Lutte anticorruption en Algérie, l’OCRC sous pression

L’Office central de répression de la corruption (OCRC) a récemment dévoilé une série de mesures coercitives dans le cadre de sa mission de lutte contre les détournements et les abus de pouvoir. Selon Le Matin d’Algérie, ces annonces interviennent dans un contexte où les attentes de la population et des observateurs restent élevées, notamment sur l’efficacité réelle des condamnations prononcées.

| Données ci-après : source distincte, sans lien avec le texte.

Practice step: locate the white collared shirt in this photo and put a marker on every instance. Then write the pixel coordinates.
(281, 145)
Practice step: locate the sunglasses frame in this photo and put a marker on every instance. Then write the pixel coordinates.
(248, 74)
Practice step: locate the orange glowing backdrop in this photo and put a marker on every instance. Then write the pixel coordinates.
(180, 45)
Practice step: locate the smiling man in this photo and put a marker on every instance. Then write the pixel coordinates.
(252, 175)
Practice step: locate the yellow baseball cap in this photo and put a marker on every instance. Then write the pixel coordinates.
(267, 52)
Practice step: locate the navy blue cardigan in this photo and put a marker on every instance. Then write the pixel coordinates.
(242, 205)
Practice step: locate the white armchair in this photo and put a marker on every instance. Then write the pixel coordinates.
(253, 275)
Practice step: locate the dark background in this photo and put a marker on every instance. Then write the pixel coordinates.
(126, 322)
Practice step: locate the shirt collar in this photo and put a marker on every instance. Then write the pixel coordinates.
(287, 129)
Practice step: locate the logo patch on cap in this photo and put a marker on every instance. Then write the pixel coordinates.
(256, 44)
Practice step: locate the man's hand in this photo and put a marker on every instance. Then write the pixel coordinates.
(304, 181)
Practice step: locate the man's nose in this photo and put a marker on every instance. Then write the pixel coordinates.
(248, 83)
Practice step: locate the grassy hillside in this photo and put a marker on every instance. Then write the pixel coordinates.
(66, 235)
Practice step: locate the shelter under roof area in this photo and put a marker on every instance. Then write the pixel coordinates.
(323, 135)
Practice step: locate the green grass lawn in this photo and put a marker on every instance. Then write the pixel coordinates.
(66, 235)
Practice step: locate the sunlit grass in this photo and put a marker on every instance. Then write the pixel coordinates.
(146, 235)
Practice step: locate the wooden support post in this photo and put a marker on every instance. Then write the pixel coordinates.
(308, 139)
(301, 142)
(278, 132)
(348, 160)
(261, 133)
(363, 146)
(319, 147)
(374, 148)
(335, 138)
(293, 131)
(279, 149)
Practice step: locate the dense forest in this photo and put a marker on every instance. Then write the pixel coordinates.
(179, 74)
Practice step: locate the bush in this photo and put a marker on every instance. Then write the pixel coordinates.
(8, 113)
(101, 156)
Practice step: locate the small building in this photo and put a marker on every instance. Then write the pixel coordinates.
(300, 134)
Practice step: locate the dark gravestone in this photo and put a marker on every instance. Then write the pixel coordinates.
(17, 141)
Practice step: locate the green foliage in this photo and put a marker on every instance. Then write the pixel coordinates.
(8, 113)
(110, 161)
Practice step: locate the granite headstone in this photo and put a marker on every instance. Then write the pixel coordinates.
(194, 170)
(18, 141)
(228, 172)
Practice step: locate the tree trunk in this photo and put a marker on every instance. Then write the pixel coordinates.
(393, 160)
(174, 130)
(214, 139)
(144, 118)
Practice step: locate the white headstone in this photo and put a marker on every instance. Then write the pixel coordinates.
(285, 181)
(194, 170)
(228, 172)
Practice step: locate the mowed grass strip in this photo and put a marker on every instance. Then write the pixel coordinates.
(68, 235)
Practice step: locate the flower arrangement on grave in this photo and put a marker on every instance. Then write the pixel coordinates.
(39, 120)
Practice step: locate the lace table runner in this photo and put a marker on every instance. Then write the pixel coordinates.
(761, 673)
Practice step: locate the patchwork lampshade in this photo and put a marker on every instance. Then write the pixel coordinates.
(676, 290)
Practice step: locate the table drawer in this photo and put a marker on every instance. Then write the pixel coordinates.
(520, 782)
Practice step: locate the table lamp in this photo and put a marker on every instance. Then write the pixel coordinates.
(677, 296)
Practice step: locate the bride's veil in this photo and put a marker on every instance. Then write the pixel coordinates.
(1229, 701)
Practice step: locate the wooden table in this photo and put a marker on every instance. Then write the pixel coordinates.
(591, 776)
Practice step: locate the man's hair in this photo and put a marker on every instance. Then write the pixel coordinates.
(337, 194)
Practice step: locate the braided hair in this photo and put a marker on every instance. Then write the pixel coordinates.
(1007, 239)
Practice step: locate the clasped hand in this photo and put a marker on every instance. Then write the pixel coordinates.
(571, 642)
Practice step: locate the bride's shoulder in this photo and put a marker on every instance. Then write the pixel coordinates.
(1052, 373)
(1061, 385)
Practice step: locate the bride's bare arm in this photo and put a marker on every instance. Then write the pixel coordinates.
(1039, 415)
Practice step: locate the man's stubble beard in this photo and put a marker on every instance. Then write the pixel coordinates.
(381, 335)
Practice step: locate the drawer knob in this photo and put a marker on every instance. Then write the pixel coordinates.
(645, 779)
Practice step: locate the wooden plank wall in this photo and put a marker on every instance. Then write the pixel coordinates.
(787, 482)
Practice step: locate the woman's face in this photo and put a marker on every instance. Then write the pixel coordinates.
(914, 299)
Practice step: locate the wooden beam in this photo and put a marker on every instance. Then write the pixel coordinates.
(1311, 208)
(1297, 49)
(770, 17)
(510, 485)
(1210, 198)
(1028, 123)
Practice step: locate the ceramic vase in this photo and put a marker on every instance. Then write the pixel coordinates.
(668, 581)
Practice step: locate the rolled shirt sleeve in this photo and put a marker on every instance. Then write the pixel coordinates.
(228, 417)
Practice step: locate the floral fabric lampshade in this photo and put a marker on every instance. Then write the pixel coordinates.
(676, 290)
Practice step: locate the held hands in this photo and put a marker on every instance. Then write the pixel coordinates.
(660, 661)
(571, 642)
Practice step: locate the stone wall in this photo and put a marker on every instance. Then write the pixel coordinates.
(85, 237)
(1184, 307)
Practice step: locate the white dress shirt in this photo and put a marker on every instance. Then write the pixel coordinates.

Les chiffres communiqués par l’OCRC révèlent une activité soutenue : plusieurs dizaines de dossiers ont été transmis à la justice ces derniers mois, impliquant des responsables publics, des cadres d’entreprises étatiques et des acteurs du secteur privé. Parmi les affaires les plus médiatisées, celle du groupe Sonatrach, où des contrats internationaux ont fait l’objet d’enquêtes pour surfacturation et favoritisme. D’après des sources judiciaires citées par El Watan, des mandats d’arrêt ont été émis contre d’anciens dirigeants de l’entreprise, bien que certains restent introuvables à l’étranger.

Des condamnations qui divisent

Le président Abdelmadjid Tebboune a réitéré à plusieurs reprises son engagement contre la corruption, rappelant que cette lutte était une priorité nationale. Lors d’un discours à Alger en juillet 2023, il avait insisté sur la nécessité de « nettoyer les institutions » pour restaurer la confiance des citoyens et des investisseurs. Pourtant, des observateurs notent que les résultats concrets tardent à se matérialiser. El Moudjahid a rapporté que seulement 30 % des fonds détournés identifiés par l’OCRC ont été récupérés depuis 2020, un taux jugé insuffisant par les experts.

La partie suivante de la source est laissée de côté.